The area around your catheter may get infected, or you may get an infection in your bloodstream. A bloodstream infection is called a central line-associated bloodstream infection (CLABSI). A CLABSI is caused by bacteria getting into your bloodstream through your catheter. This can lead to severe illness. The following are ways you can help prevent an infection:
- Wash your hands often. Use soap or an alcohol-based hand rub to clean your hands. Clean your hands before and after you touch the catheter or the catheter site. Remind anyone who cares for your catheter to wash his or her hands.
- Limit contact with the catheter. Do not touch or handle your catheter unless you need to care for it. Do not pull, push on, or move the catheter when you clean your skin or change the dressing. Wear clean medical gloves when you touch your catheter or change dressings.

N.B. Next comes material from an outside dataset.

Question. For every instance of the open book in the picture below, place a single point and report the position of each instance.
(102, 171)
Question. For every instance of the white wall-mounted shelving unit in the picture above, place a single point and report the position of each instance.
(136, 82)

- Clean your skin as directed. Clean the skin around your catheter every day and before you change your dressing. Ask your healthcare provider what to use to clean your skin. Check your skin every day for signs of infection, such as pain, redness, swelling, and oozing. Contact your healthcare provider if you see these signs.
- Change the dressing as directed. Keep a sterile dressing over the catheter site. Change the dressing as directed or when it is loose, wet, dirty, or falls off. Clean the skin under the dressing with the solution your healthcare provider suggests. Let the area dry before you put on the new dressing. Do not blow on your skin to help it dry.
- Keep the area dry. Wrap your arm with plastic and seal it with medical tape before you bathe. Take showers instead of baths. Do not swim or soak in a hot tub.
Care AgreementYou have the right to help plan your care. Learn about your health condition and how it may be treated. Discuss treatment options with your healthcare providers to decide what care you want to receive. You always have the right to refuse treatment. The above information is an educational aid only. It is not intended as medical advice for individual conditions or treatments. Talk to your doctor, nurse or pharmacist before following any medical regimen to see if it is safe and effective for you.